At approximately 18:55, one of our database clusters began to show elevated read activity, with a corresponding increase in disk I/O and CPU utilization.

This activity increased over time, and by 19:30, this began to impact customer job start time through increased request latency.

On-call engineers were alerted, and a public incident was declared at 20:02. At 20:12, the database connection pools became saturated and new connections began to fail, contributing to delays in job start times as our system was slow to process workloads during the event.

Through investigation the team discovered an unusually high amount of requests generated from a specific API endpoint. Steps were taken to address the additional load, and at 21:15 we restarted services with “hung” database connections. This freed up the connection pool and allowed the team to scale up services responsible for processing job output to work through the backlog. This succeeded in reducing the database pressure and processing returned to normal by 21:25.

During this incident, most customers experienced increased job start times of up to 10 minutes and delays in both status updates and the availability of job output. A smaller number of customers experienced “stuck” jobs that presented as jobs showing as “queued” or “started” with no progress. These had to be manually stopped and restarted.

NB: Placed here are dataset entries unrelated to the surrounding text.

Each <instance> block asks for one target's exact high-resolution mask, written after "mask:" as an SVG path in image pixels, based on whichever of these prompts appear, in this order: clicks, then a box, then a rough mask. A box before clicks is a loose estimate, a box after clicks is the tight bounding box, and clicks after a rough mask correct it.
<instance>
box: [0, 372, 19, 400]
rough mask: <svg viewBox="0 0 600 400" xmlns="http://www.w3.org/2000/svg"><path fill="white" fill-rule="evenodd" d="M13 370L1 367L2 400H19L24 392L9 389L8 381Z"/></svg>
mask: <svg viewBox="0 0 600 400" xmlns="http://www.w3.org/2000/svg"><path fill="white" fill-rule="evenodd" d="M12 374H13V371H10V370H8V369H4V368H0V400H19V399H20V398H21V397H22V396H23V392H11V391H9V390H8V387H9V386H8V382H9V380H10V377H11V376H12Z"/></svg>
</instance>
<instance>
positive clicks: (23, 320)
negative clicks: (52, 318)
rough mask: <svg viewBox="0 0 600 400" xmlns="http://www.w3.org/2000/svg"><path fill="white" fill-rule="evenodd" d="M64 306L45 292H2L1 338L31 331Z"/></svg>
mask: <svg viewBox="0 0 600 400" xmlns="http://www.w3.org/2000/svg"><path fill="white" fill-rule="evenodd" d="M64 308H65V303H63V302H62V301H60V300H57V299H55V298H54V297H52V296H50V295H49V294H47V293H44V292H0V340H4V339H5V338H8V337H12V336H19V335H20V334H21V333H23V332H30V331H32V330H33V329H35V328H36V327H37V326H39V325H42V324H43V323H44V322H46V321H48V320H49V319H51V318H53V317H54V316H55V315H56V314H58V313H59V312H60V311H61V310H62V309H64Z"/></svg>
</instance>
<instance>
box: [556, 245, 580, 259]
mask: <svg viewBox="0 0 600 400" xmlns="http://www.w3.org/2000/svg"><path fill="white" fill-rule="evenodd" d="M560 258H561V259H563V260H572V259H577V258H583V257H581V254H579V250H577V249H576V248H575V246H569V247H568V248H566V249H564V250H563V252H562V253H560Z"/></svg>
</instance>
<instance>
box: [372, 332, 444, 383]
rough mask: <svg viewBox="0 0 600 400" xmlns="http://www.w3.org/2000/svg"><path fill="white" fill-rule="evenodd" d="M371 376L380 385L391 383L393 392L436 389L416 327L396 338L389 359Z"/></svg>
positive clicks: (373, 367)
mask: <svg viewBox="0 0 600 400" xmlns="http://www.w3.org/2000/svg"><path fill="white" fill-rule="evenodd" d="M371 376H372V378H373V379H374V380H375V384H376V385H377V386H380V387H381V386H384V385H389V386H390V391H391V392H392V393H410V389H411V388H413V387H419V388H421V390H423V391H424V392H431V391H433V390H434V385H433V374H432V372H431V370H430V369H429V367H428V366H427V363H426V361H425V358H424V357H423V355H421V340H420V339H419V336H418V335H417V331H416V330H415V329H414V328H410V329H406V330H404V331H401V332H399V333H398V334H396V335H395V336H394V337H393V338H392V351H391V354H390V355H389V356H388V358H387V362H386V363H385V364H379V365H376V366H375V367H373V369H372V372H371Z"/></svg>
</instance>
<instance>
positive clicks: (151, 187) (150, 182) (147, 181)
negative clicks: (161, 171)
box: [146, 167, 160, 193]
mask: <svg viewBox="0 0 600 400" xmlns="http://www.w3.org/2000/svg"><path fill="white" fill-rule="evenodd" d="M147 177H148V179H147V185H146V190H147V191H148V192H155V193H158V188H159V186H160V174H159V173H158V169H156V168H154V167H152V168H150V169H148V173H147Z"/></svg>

Future Prevention and Process Improvement:

We are prioritizing work to decouple job execution from this database. Once this is complete, a similar incident may result in a delay in displaying job output but should not impact job start or overall execution and job status results.

Our teams are also analyzing and improving rate limiting logic for specific inter-service APIs in order to prevent excessive request load.

Posted Sep 12, 2022 - 10:16 UTC

Resolved

This incident has been resolved. Thank you for your patience.

Posted Jul 19, 2022 - 21:47 UTC

Monitoring

A fix has been implemented and we are monitoring results. Jobs are beginning to run again as normal.

Posted Jul 19, 2022 - 21:24 UTC

Identified

We have identified the root of this issue. We are implementing a fix.

Posted Jul 19, 2022 - 21:17 UTC

Update

We are still seeing job latency of around 5 minutes. We are diligently working to identify this issue.

Posted Jul 19, 2022 - 21:02 UTC

Update

We are continuing to see latency in job starts, averaging around 7 minutes. We are continuing to investigate this issue.

Posted Jul 19, 2022 - 20:28 UTC

Investigating

We are seeing delays of up to 10 minutes on job start time. We are currently investigating the source of this issue.

Posted Jul 19, 2022 - 20:02 UTC

This incident affected: Docker Jobs.